In its TRO, the Court ordered the government to refrain from any further destruction of evidence pending final resolution of the parties’ dispute over the government’s evidence preservation obligations: “Accordingly, it is HEREBY ORDERED that Defendants, their officers, agents, servants, employees, and attorneys, and all those in active concert or participation with them are prohibited, enjoined, and restrained from destroying any potential evidence relevant to the claims at issue in this action, including but not limited to prohibiting the destruction of any telephone metadata or ‘call detail’ records, pending further order of the Court.” ECF No. 189 at 2 (emphasis added).

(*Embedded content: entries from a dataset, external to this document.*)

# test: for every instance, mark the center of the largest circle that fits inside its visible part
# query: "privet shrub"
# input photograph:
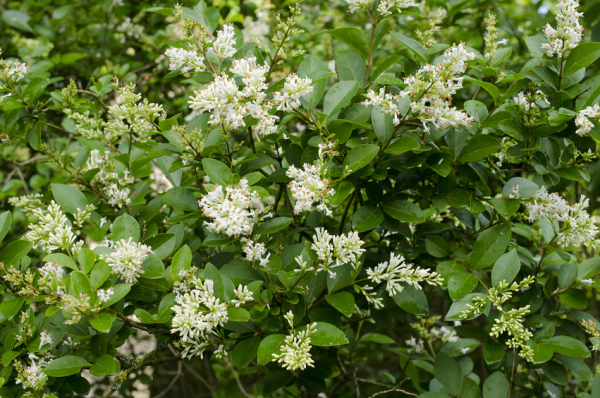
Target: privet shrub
(287, 202)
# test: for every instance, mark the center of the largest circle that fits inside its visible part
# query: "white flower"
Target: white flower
(416, 347)
(356, 5)
(45, 338)
(385, 6)
(104, 295)
(127, 258)
(222, 47)
(386, 103)
(568, 32)
(197, 314)
(53, 230)
(583, 122)
(397, 271)
(334, 251)
(231, 210)
(295, 350)
(433, 86)
(256, 252)
(243, 294)
(185, 60)
(308, 187)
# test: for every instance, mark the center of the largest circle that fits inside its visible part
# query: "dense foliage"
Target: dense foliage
(334, 199)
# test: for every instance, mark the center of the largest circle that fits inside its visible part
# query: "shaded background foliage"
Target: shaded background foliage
(83, 41)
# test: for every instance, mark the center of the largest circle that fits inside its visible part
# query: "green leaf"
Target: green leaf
(14, 252)
(120, 291)
(211, 272)
(11, 306)
(360, 156)
(81, 284)
(402, 145)
(568, 346)
(353, 38)
(5, 220)
(461, 284)
(383, 124)
(343, 302)
(506, 268)
(268, 346)
(377, 338)
(496, 386)
(412, 300)
(351, 66)
(17, 19)
(126, 227)
(527, 188)
(237, 314)
(534, 44)
(326, 335)
(245, 351)
(413, 45)
(447, 371)
(367, 218)
(479, 147)
(69, 198)
(218, 172)
(180, 198)
(65, 366)
(490, 245)
(437, 246)
(105, 366)
(339, 96)
(103, 321)
(62, 259)
(162, 244)
(273, 225)
(489, 87)
(581, 57)
(181, 260)
(405, 211)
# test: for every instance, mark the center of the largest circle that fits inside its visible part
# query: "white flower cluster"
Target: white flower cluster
(568, 32)
(197, 315)
(490, 38)
(53, 231)
(222, 47)
(28, 203)
(295, 351)
(243, 294)
(256, 252)
(13, 70)
(114, 184)
(127, 258)
(384, 7)
(32, 376)
(386, 103)
(578, 228)
(432, 87)
(334, 251)
(129, 117)
(231, 210)
(395, 272)
(583, 122)
(229, 105)
(309, 187)
(45, 338)
(105, 295)
(256, 29)
(186, 60)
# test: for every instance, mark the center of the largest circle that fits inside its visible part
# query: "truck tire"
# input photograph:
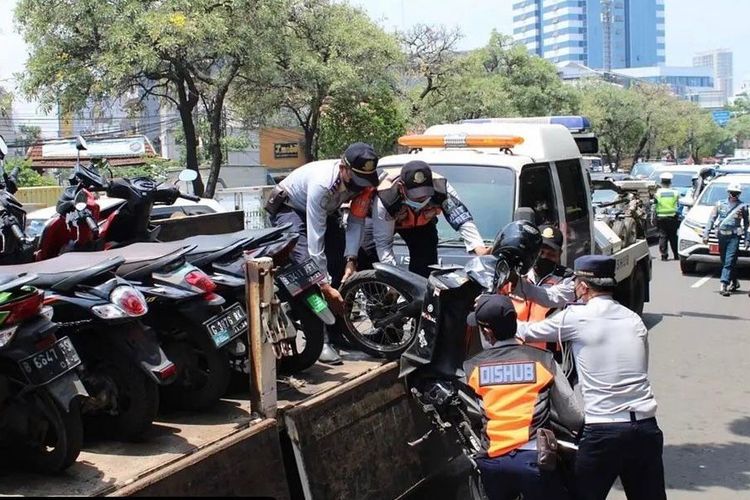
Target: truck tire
(687, 268)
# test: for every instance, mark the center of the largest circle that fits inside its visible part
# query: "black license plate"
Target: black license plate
(227, 325)
(49, 364)
(299, 278)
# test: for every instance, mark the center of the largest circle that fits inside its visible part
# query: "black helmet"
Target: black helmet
(519, 243)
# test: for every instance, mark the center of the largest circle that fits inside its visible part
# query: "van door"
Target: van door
(577, 206)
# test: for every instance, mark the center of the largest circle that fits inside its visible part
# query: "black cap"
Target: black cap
(417, 178)
(597, 269)
(551, 237)
(363, 161)
(497, 313)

In its Amended Minute Order, the Court reiterated that the TRO’s prohibition on any evidence destruction remains in effect until the Court has finally decided the evidence preservation dispute: “The Court extends the temporary restraining order issued on March 10, 2014 until a final order resolving the matter is issued.” ECF No. 206 at 1.
The response from the DOJ was simple, yet unbelievable
Undersigned counsel have been advised by the National Security Agency that compliance with the June 5, 2014 Order would cause severe operational consequences for the National Security Agency (NSA’s) national security mission, including the possible suspension of the Section 702 program and potential loss of access to lawfully collected signals intelligence information on foreign intelligence targets that is vital to NSA’s foreign intelligence mission.
So basically, look the other way or the terrorists win.
I would rather say; If we look the other way, the terrorists win.